Wednesday, September 28, 2016

How Long Does It Take A Blind Man To Cross A Street?

Some days you just have to laugh at yourself. Amid a confusion of traffic and roadworks, bus routes and traffic cones. The is a blind man and his dog. Wandering hither and thither. With only a determination to get home and a desire not to be some motorisits hood ornament.



 Devil Thumbing His Nose Hood Ornament






Today was one such day. How Long did it take this Blind Man to cross the road? Two hours, two whole hours of muddle and frustration. The  reason, roadworks and a moved bus stop.

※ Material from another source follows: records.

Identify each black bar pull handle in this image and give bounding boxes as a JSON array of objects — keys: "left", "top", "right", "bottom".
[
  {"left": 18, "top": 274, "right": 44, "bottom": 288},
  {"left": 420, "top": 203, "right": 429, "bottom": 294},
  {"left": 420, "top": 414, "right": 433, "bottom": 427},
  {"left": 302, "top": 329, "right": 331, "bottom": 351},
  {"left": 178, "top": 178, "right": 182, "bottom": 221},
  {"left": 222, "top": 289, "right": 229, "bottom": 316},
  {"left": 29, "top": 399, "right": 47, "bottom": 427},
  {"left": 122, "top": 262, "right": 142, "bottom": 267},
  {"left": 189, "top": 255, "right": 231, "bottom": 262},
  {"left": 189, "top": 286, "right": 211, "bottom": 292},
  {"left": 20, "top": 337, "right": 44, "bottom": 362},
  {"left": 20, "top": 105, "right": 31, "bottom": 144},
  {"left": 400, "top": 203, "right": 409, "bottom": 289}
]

Well first a little background, this morning I had to go to see one of my eye doctors. Getting there is pretty easy, I cross the eight lane highway using a bus, I simply take my bus around the cornerr, down the highway and then off at the first stop over the highway. From there I double back a little and walk a few hundred yards to the doctor's office. I could walk the whole distance in about twenty five minutes, if it weren't for that eight lane highway, it's 50 mile per hour traffic and a myriad of turning lanes in the way.

So I got my bus, to the sttop, crossed the street, booked into my eye doctor's and saw the doctor, having my eyes dilated of course. Why they insist on that I don't know, but my vision of course goes from pretty bad to I can't see a damn thing through these eyeballs.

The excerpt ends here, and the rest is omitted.